Наверное, Джейк не понял бы меня, скажи я ему, что здесь, в Коста-Рике, все как будто началось с чистого листа. Наконец удалось вырваться из порочного круга, в который волею злых судей оказалась заключена моя жизнь в Сан-Франциско, — ежедневная вахта на Ошен-Бич, бесчисленные возвращения на одни и те же улицы… У психологов есть теория, объясняющая всем знакомое ощущение, когда мы словно что-то знаем, но никак не можем припомнить — как говорят, «на языке вертится». Этот феномен называется «блокировкой»; усиленно стараемся припомнить какие-то события и факты, но незаметно отходим все дальше и дальше от действительно нужного, приходя в итоге к чему-то другому. Искомое по-прежнему хранится в памяти, но мы не можем его воспроизвести, потому что сбились и пошли по неверному пути.
Возможно, я ошибаюсь, думая, будто Коста-Рика освежит мою память и здесь, в этом незнакомом месте, удастся преодолеть все «блоки»?
Когда просыпаюсь на следующее утро, в семь, в доме витает аромат кофе. Дети сидят перед старым телевизором, смотрят американские мультики и пьют шоколадное молоко. Соледад возится на кухне, ее мясистые руки так и мелькают над плитой. Сцена кажется привычной и бесконечно милой, и я не просто надеюсь, а от всей души верю в то, что Эмма действительно находится в этой стране.
— Доброе утро, — говорит Соледад, глядя через плечо. — Хорошо спали?
— Да.
Хозяйка ставит передо мной тарелку — целая груда риса и бобов, залитых яичницей. Пока ем, Соледад стоит у стола, уперевшись руками в бедра, и наблюдает.
— Хорошо? — Она вытирает руки о передник.
— Хорошо.
— В Калифорнии нет такого завтрака.
— В Калифорнии нет ничего подобного, — легко соглашаюсь.
Помогаю вымыть посуду и расплачиваюсь — всего двадцать долларов.
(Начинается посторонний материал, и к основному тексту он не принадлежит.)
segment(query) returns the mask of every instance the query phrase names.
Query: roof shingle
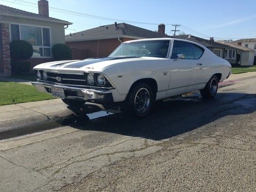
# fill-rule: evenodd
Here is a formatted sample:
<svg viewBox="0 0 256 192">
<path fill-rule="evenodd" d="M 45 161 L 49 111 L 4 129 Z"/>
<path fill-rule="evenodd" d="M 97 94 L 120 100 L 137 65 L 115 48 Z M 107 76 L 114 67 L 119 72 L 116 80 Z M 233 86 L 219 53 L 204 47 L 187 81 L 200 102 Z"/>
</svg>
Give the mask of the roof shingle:
<svg viewBox="0 0 256 192">
<path fill-rule="evenodd" d="M 72 24 L 71 23 L 66 20 L 41 15 L 39 14 L 23 11 L 3 5 L 0 5 L 0 15 L 11 16 L 18 17 L 23 16 L 24 17 L 30 18 L 34 19 L 47 20 L 49 22 L 61 23 L 65 25 Z"/>
<path fill-rule="evenodd" d="M 203 45 L 204 46 L 207 48 L 210 47 L 219 47 L 222 48 L 233 48 L 230 46 L 229 46 L 226 45 L 224 45 L 222 44 L 220 44 L 219 42 L 217 42 L 215 41 L 211 41 L 209 40 L 205 39 L 202 38 L 198 37 L 195 36 L 190 35 L 190 37 L 188 37 L 189 35 L 176 35 L 172 37 L 173 38 L 177 38 L 182 39 L 189 40 L 194 42 L 196 42 L 199 43 L 201 45 Z"/>
<path fill-rule="evenodd" d="M 123 37 L 125 36 L 138 38 L 169 37 L 165 34 L 122 23 L 117 24 L 116 28 L 115 24 L 108 25 L 75 33 L 71 36 L 68 35 L 65 38 L 66 41 L 76 41 Z"/>
</svg>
Благодарю радушную тетку, прощаюсь с ребятишками и жду на улице такси. Водитель помогает убрать сумку в багажник.
— La estación de autobuses?[13] — спрашивает он.
— Si, por favor[14].
— Куда едете?
— В Плайя-Эрмоса.
— Там красиво. Вам понравится.
На автовокзале беру билет до Эрмосы. В четверть десятого уже в пути. В окна автобуса врывается теплый ветер. Продолжаю думать о словах Ника: «Чтобы увериться в возможности счастливого исхода поисков — нужно найти хоть что-нибудь. Не найти ничего — значит отчаяться». Верю в то, что я на правильном пути. Эта мысль единственная, что меня поддерживает.